News is now flying around the internet of Windows 7 - how it’s to be broken down into modules allowing you to piece together the software you want and need, it’s ever jumping and speculated release date (2009, 2010, 2011), it’s UI, M1 (Milstone1) but one thing that I’ve read has really caught my eye.
In my opinion one of Microsoft’s biggest strengths is also their biggest weakness - Size. Windows with its massive market share, its split version install base and ridiculous support for legacy applications Windows is bloated and just continue to bloats. Evidence of this is clearly in Vista with its size and performance issues - not to mention the install size!
I’ve long been of the mind that Microsoft need to though caution out the window and start fresh. Windows needs to be rebuilt to be a lean and mean OS that supports future technologies and systems - allowing it to move forward and regain the title of the best OS available. This means getting rid of support for legacy applications within the core OS. No more FAT32 (even FAT16!) no more printers that are 10 years old, office 95 etc.
Virtualization! Legacy needs to be offered via Virtualization - not in the core OS.
What Microsoft should do is exactly what Apple did with the conversion to OS X - Virtualization. With all the new CPUs having hardware virtualization support, and 100+ cores foreseeable in the near future, it would seem stupid that Microsoft would start making moves to rebuild windows for the future, whilst offering support for legacy applications in a Virtual XP or vista environment.

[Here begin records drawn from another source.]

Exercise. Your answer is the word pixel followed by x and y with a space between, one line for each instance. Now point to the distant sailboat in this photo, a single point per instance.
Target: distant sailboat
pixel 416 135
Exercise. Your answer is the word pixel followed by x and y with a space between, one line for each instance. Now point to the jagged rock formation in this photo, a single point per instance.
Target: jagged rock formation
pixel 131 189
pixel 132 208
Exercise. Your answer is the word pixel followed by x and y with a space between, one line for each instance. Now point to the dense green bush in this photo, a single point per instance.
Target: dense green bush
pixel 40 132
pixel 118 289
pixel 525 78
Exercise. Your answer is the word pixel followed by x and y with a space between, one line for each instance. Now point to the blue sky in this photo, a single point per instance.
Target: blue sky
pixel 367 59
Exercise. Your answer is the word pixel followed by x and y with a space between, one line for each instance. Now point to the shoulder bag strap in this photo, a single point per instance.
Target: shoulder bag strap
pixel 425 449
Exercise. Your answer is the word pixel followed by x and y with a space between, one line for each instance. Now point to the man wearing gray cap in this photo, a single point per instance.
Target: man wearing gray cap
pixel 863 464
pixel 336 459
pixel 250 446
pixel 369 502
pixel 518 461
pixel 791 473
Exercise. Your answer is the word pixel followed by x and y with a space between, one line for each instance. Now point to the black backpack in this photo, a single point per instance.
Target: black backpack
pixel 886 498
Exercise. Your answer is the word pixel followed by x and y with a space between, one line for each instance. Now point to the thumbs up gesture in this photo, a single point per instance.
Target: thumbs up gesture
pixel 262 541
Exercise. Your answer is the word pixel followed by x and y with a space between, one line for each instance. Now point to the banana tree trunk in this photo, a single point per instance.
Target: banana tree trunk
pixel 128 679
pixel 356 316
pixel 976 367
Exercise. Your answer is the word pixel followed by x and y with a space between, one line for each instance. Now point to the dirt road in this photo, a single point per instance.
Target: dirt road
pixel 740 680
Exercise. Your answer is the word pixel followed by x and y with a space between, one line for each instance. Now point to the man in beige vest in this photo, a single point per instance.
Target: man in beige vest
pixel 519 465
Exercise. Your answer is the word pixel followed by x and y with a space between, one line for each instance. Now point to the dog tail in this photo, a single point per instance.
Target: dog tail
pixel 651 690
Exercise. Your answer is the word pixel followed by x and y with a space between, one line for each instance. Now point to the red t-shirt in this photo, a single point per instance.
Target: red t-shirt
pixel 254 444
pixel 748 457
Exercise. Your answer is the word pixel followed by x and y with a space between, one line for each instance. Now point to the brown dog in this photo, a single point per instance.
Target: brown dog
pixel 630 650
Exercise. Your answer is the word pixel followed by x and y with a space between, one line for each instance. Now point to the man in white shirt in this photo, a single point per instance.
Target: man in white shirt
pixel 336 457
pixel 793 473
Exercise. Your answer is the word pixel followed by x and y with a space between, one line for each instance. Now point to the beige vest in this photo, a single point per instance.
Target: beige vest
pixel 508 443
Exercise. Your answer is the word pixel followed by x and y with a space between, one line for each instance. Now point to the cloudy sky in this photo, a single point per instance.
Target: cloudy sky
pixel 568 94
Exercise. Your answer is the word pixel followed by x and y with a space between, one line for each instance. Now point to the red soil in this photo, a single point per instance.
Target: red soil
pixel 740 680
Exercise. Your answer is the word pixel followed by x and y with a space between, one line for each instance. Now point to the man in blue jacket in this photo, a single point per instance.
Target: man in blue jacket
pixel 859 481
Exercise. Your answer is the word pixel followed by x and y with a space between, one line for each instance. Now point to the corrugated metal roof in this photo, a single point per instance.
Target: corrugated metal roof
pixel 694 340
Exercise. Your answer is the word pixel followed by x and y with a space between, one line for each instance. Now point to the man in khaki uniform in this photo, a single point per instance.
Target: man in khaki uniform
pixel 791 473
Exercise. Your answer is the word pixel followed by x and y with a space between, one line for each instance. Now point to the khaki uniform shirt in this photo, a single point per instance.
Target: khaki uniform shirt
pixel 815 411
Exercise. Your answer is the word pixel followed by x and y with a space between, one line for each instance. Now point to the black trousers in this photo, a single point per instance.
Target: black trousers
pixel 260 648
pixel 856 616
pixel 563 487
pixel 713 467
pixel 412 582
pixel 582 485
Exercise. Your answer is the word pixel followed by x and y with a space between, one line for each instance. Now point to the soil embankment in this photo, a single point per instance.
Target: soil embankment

This leads me to the latest article I’ve read that reads of is the author has some inside knowledge - thought there is no indication it’s any more than just a glorified opinion.
According to Dev Corvin “Windows 7 takes a different approach to the componentization and backwards compatibility issues; in short, it doesn’t think about them at all. Windows 7 will be a from-the-ground-up packaging of the Windows codebase; partially source, but not binary compatible with previous versions of Windows. Making the break from backwards compatibility is a dangerous proposal but a dream for software developers. Performance of native applications can be increased, distribution sizes can be cut down, functionality can be added without the worry of breaking old applications, and the overall end-user experience can be significantly improved.”
He points out that “Apple took an unorthodox approach in order to offer Mac OS 9 users the ability to retain their existing software while still upgrading to the improved Mac OS X experience; the virtual machine. Essentially, Mac OS X contained 3 separate application environments; Cocoa, Carbon, and Classic.
Cocoa was the name for the native, Objective-C environment which allowed code to execute directly on Mac OS X without any interpretation or legacy libraries. Carbon was a mid-point solution which allowed older, Mac OS 9 code to be recompiled and then executed in the Mac OS X environment, without providing access to the newer, native UI elements. Classic, the most interesting of the three environments, is the approach that Microsoft will be taking with Windows 7. Essentially, Classic provided a complete API and binary abstraction layer which allows Mac OS 9 code to run within a “virtual machine” inside Mac OS X. Applications retain the appearance and behavior (sic) that they have on the older Mac OS platform, yet still having access to the Mac OS X system resources.”
Apparently Windows 7 will be “breaking previous API compatibility, offering new API frameworks as a native solution, and providing support for legacy frameworks (COM, ATL, .NET Framework, etc) through monolithic libraries designed to provide the functionality of all previous revisions of the modules in question.”
If this is in fact the path of Windows 7 is to be taking then I believe Microsoft will be on a massive winner - if not with Windows 7 then future version of the no 1 piece of software. There is no doubt that at some stage windows will need to take a different path to what it has been since Windows 95 (if not earlier) and the sooner the better.